Hutchinson-Gilford Progeria Syndrome (HGPS) is a fatal condition that is especially prevalent in the skin, cardiovascular and the musculoskeletal systems. There exists a wide gap between existing knowledge of the disease and a potential treatment or cure.
In a study published today in the journal Proceedings of the National Academies of Science, researchers led by Ara Nazarian, PhD, a principal investigator in the Center for Advanced Orthopaedic Studies at BIDMC, investigated the musculoskeletal phenotype of the homozygous G608G BAC-transgenic progeria mouse model, developed at Dr. Collins' lab at the National Institutes of Health, and determined the phenotypic changes of these mice after a five-arm preclinical trial of different treatment combinations with lonafarnib, pravastatin, and zoledronic acid.
We observed that Lonafarnib did not improve bone or cartilage indices; however, treatment combinations with pravastatin and zoledronic acid significantly improved bone mechanical properties and cartilage structural parameters."
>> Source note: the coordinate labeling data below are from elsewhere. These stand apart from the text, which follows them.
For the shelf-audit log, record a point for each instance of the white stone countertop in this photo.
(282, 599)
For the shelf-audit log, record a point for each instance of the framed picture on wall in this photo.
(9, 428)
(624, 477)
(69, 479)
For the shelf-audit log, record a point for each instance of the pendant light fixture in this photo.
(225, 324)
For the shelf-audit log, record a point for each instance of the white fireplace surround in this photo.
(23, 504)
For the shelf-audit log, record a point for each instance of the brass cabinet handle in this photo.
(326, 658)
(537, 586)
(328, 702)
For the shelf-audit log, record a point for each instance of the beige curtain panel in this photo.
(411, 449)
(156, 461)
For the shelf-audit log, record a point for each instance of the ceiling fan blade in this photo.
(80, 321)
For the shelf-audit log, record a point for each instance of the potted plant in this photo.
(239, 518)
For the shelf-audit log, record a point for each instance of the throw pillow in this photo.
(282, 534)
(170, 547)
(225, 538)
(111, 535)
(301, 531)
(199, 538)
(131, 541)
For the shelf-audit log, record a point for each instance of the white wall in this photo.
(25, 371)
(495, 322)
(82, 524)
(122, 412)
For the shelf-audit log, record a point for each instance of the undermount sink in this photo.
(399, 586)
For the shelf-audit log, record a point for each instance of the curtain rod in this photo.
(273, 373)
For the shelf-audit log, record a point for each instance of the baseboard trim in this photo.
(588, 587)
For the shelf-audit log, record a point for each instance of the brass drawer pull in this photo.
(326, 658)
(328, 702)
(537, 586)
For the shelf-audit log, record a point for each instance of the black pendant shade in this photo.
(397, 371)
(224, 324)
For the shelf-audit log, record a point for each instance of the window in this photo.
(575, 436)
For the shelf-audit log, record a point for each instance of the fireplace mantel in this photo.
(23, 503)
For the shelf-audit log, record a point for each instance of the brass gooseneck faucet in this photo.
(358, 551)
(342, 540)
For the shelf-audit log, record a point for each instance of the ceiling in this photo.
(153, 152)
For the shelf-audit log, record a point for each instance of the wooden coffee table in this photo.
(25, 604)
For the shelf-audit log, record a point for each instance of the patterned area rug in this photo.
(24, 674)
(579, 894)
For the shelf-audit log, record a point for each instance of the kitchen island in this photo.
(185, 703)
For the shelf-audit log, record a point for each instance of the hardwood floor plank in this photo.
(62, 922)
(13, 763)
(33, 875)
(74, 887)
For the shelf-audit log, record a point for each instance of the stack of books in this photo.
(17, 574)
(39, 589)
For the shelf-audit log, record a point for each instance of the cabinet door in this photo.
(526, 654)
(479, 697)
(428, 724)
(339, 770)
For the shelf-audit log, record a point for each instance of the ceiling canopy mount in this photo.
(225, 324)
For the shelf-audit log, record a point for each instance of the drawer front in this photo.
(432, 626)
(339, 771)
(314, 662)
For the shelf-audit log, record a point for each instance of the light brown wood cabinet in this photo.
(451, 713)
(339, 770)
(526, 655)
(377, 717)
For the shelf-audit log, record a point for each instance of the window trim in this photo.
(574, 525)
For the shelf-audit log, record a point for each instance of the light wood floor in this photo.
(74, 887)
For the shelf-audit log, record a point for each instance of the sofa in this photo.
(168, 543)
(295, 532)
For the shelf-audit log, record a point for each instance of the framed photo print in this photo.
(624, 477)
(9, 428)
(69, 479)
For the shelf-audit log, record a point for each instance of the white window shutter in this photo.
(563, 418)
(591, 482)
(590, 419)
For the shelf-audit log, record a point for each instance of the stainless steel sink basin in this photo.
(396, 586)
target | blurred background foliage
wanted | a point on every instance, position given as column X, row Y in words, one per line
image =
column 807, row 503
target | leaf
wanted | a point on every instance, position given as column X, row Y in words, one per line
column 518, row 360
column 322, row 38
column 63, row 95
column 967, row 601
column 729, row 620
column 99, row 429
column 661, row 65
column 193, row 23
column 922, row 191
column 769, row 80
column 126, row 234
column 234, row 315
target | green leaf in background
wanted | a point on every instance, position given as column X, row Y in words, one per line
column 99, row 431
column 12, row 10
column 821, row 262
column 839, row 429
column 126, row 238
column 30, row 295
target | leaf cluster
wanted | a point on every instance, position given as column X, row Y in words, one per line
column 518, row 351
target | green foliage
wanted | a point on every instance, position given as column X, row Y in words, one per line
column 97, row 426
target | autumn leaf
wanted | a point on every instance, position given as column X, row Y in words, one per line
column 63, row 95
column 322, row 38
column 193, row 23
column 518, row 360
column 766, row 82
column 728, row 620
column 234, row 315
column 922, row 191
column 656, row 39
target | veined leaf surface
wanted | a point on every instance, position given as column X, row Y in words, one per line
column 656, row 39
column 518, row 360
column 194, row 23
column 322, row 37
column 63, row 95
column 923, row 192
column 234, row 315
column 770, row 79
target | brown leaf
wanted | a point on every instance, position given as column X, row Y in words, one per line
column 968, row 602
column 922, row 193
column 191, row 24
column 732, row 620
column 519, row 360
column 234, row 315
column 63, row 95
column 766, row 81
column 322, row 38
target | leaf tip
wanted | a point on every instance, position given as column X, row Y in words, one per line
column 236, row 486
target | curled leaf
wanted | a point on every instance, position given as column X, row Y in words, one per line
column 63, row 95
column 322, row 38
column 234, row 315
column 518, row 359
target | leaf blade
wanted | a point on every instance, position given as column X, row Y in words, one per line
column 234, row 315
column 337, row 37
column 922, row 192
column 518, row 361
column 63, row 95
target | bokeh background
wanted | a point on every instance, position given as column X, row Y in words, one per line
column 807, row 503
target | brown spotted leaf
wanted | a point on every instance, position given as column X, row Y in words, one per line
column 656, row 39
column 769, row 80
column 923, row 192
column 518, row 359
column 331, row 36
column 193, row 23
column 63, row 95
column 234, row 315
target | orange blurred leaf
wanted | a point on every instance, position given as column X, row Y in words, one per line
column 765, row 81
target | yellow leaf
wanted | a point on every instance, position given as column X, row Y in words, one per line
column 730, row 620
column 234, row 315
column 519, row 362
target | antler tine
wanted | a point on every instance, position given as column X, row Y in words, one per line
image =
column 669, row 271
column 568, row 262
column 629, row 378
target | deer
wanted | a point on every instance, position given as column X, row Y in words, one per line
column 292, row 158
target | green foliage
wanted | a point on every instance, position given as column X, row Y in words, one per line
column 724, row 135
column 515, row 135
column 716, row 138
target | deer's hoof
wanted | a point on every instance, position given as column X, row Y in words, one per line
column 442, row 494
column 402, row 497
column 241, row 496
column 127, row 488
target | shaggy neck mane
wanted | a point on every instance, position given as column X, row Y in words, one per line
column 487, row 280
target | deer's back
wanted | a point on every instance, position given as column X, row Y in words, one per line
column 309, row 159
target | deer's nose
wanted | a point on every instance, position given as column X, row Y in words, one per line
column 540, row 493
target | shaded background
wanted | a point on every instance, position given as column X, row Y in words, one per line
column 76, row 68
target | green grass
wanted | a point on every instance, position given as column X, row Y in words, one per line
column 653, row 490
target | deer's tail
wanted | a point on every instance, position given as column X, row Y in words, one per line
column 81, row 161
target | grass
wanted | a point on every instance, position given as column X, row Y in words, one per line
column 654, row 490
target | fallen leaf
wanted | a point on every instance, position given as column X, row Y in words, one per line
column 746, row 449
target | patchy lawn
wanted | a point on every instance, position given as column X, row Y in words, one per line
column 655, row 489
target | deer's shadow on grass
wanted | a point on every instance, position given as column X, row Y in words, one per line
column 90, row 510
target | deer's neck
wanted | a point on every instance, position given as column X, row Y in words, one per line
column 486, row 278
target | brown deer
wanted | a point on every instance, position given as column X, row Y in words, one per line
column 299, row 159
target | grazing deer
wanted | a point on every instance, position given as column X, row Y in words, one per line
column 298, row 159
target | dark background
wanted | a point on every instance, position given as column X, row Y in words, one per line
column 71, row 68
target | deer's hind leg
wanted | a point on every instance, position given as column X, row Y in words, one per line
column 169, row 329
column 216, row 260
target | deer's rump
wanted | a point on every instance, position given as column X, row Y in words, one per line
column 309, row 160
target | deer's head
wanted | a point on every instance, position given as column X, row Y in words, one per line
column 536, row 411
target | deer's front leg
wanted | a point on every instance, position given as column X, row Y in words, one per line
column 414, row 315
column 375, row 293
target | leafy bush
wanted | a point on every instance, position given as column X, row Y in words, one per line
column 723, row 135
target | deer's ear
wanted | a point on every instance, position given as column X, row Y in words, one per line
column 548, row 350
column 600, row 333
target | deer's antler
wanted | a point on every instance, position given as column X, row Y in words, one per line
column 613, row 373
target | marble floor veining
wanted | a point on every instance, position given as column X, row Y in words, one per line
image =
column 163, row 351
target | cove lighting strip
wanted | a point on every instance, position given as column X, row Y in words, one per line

Ara Nazarian, PhD, Principal Investigator, Center for Advanced Orthopaedic Studies, BIDMC
The changes demonstrated in the cortical bone structure, rigidity and strength of the HGPS G608G mouse model may increase the risk for bending and deformation of bones, which could result in the skeletal dysplasia characteristic of HGPS.
Cartilage abnormalities seen in this model resemble the changes observed in age-matched wild type animals, such as decreased cartilage thickness and volume. Such changes might mimic prevalent degenerative joint diseases, including osteoarthritis (OA), in the elderly.
More animal studies will be necessary before investigating the ability of this disease model to help with OA studies. But Nazarian is optimistic about the possibilities offered by this animal model.
"Osteoarthritis is a chronic debilitating disease that degrades articular cartilage and is one of the most common causes of chronic disability and pain in the elderly," said Cubria, previously a postdoctoral fellow at BIDMC and Harvard Medical School. "Accelerated aging animal models, such as this mouse model could offer a meaningful opportunity to study degenerative joint diseases."